I giorni che seguirono cercammo di fare un giornale in sintonia con i sentimenti che il malore di Berlinguer suscitò, e non solo nel popolo comunista. I grandi titoli delle prime pagine testimoniano questo nostro impegno. Il 9 giugno: «L’Italia con il fiato sospeso»; il 10 «Berlinguer condizioni disperate»; l’11 «Ti vogliamo bene Enrico»; il 12 «È morto»; il 13 «Addio»; il giorno dei funerali «Tutti». In quei giorni su l’Unità scrissero tante personalità ma voglio ricordare un editoriale di Natalia Ginzburg. La andai a trovare alla Camera e le chiesi di scrivere un articolo per il giornale dell’«Enrico ti vogliamo bene». Ci mandò un pezzo bellissimo che Francesco Piccolo ricorda nel suo recente libro, non a caso intitolato «Tutti», stampato in rosso.

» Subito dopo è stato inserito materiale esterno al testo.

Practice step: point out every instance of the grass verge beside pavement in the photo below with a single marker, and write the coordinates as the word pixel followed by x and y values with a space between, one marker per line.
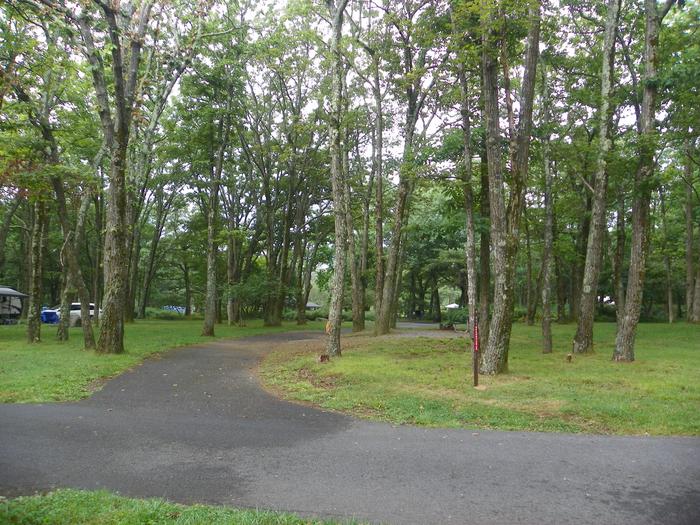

Quel «Tutti» aveva un significato voluto. I funerali di Berlinguer furono un altissimo momento di unità nazionale. Il presidente della Repubblica, Sandro Pertini, accompagnò il feretro in aereo da Padova a Roma. Alle esequie c’erano amici, nemici e avversari. C’era Almirante e c’era Craxi. C’era l’intero stato maggiore della Dc. C’era davvero il popolo. E non soltanto quello di parte comunista o di sinistra. Tutti, appunto.
L’Unità di quei giorni, con quella impronta e con quella titolazione emotiva che gli demmo e che rompeva schemi giornalistici tradizionali, dello stesso giornale del Pci contribuì a dare alla personalità politica di Berlinguer una dimensione più che carismatica. Tuttavia, questa rappresentazione esprimeva sentimenti molto reali e che la partecipazione di massa e la presenza di personalità le più diverse e lontane testimoniarono in maniera molto marcata.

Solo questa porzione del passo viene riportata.